I’m solving a linear problem with JuMP and Gurobi, and for some formulations I end up getting the following behaviour:
Academic license - for non-commercial use only
Optimize a model with 6725 rows, 6346 columns and 17254 nonzeros
Coefficient statistics:
Matrix range [1e-07, 1e+07]
Objective range [1e+00, 1e+00]
Bounds range [0e+00, 0e+00]
RHS range [4e-07, 1e+04]
Warning: Model contains large matrix coefficient range
Consider reformulating model or setting NumericFocus parameter
to avoid numerical issues.
Presolve removed 3752 rows and 3944 columns
Presolve time: 0.01s
Iteration Objective Primal Inf. Dual Inf. Time
0 0.0000000e+00 1.983774e+06 0.000000e+00 0s
Solved in 1501 iterations and 0.10 seconds
Infeasible model
For another slightly different formulation I get the following behaviour:
What I don’t understand is why the solver declares the model to be infeasible AFTER iterating - surely for a linear problem this could / should be determined before solving? Is it possible that this is due to the large range of matrix coefficients?
I don’t know anything about this particular implementation but typically for optimization and linear programming, the algorithm runs in two phases. In phase 1, the algorithm looks for a feasible solution.
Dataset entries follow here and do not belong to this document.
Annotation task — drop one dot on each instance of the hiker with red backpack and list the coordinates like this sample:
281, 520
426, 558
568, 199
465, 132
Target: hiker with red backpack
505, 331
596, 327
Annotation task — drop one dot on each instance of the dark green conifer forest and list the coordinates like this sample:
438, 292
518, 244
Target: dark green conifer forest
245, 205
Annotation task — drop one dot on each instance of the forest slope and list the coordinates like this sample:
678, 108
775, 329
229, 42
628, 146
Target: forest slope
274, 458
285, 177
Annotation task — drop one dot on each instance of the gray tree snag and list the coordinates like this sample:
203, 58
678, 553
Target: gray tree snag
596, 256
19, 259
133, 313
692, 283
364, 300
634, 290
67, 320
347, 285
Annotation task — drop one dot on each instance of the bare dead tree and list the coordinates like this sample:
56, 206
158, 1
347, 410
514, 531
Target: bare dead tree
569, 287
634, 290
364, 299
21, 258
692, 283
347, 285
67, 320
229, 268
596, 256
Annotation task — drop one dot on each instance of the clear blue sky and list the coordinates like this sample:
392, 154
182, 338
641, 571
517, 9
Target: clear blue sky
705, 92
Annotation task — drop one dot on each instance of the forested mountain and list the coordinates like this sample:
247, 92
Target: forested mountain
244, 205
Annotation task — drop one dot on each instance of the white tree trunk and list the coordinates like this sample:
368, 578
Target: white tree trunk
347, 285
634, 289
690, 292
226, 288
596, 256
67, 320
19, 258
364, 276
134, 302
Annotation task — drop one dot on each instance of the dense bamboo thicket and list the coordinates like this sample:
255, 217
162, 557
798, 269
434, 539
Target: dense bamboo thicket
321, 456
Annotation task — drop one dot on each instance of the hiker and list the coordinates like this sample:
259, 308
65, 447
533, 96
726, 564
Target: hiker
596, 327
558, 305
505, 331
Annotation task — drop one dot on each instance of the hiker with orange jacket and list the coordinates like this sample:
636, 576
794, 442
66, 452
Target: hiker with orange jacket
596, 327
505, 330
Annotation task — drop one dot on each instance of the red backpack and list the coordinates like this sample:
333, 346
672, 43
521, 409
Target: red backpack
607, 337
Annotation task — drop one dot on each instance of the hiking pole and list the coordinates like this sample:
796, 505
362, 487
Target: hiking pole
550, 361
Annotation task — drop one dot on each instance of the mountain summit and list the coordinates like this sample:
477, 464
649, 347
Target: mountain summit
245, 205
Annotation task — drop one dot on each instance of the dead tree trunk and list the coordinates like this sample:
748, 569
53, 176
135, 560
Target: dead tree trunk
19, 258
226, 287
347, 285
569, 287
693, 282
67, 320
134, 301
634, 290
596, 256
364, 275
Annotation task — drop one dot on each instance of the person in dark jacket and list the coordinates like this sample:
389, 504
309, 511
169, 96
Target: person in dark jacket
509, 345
In phase 2, the feasible solution is optimized to find the optimal solution.
Both phases use essentially the same algorithm, so determining whether a problem is feasible does indeed require iteration.
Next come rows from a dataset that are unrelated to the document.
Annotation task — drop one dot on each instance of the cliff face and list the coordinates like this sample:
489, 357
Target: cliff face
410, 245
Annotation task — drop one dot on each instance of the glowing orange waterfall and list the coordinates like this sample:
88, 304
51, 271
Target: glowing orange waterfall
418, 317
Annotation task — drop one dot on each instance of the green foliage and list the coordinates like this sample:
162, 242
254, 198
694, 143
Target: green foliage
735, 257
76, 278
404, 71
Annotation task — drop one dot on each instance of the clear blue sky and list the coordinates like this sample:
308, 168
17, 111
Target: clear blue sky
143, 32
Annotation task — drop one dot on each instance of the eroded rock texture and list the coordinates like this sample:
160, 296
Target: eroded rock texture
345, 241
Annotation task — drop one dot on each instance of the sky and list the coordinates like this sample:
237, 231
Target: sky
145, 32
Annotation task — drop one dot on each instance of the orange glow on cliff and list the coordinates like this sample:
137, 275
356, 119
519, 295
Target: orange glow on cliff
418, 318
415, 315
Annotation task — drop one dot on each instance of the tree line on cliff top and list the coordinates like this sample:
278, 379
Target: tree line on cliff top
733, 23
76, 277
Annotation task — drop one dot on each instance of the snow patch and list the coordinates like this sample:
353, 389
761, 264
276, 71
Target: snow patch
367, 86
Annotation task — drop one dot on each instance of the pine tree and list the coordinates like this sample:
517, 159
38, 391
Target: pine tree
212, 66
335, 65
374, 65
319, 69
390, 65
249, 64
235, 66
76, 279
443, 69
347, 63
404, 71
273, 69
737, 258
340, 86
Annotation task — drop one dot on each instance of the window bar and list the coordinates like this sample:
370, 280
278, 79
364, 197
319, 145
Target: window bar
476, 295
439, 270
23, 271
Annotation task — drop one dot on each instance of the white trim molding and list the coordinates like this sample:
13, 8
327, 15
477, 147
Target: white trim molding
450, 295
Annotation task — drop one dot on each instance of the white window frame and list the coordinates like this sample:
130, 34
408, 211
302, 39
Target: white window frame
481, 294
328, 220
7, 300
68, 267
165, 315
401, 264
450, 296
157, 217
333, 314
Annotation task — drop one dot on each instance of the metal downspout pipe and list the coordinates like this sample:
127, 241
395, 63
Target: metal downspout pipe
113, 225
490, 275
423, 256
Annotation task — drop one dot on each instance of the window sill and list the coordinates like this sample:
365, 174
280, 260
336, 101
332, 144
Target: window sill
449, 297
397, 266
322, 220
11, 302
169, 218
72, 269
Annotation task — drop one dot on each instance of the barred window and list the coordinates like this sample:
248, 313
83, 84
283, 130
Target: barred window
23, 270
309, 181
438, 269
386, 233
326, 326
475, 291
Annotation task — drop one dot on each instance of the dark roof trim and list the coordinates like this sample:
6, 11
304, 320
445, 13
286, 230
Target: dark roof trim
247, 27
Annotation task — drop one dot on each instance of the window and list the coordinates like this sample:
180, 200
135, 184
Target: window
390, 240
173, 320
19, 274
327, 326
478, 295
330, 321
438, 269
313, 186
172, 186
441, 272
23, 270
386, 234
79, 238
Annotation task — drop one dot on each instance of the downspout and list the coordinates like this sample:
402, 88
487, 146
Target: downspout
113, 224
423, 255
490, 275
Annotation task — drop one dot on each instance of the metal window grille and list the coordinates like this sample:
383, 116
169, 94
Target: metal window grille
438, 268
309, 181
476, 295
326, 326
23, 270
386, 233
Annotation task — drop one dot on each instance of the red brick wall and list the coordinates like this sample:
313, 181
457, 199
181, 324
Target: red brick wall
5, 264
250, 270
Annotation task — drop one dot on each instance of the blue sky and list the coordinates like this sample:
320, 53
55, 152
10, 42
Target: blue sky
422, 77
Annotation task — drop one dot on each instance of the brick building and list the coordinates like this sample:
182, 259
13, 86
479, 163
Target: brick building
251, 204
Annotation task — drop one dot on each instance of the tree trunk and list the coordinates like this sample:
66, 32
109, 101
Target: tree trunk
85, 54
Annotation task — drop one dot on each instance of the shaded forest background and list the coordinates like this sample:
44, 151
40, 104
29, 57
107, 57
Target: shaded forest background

That sort of makes sense to me. I was thinking that in the presolve phase, the solver uses the inequality constraints to determine whether a feasible region exists or not. I assume that means solving a system of linear equations, so makes sense that you would have to iterate there as well as when you find the optimal solution. Thank you! Hopefully I figure out what I’m doing wrong soon…
The poor problem scaling is almost certainly the issue. My guess is that Gurobi re-scales your model, finds an initial “feasible” solution to the re-scaled problem and solves. But, when it attempts to un-scale the solution back to the original problem, the solution is numerically infeasible.
When every you see this warning, take it’s advice:
Warning: Model contains large matrix coefficient range
Consider reformulating model or setting NumericFocus parameter
to avoid numerical issues.
Thanks, I’m going to try scaling. One question I have is that I have a parameter which varies between 0 and 1. Ideally, I would like Gurobi (or any solver really) to ignore coefficients which are less than say 10^-4, but how do I do that? I could write my constraints as something like:
for i in I, j in J
if P[i,j] >= 10^-4
<write constraint>
end
end
But writing that for every constraint feels clunky. Does Gurobi understand that 0.0 is 0? Otherwise another thing I could do is just set any values less than 10^-4 to 10^-4 (i.e. small) and hope that my solution doesn’t change.
So I finally scaled my problem, but the issue persists. For one formulation of my problem I get the following Gurobi output:
Academic license - for non-commercial use only
Optimize a model with 6725 rows, 6346 columns and 17263 nonzeros
Coefficient statistics:
Matrix range [2e-04, 1e+02]
Objective range [1e+00, 1e+00]
Bounds range [0e+00, 0e+00]
RHS range [3e-07, 1e+01]
Presolve removed 3752 rows and 4783 columns
Presolve time: 0.01s
Iteration Objective Primal Inf. Dual Inf. Time
0 0.0000000e+00 1.953717e+03 0.000000e+00 0s
Solved in 1422 iterations and 0.18 seconds
Infeasible model
For another variation, it uses the barrier method and then encounters trouble:
I recently replaced a lot of my dummy variables (e.g. y = sum(x) where both y and x are JuMP variables) with JuMP expressions, since for various reasons I assumed that this must be the cause of the problem. I have yet to confirm, but it looks like it was.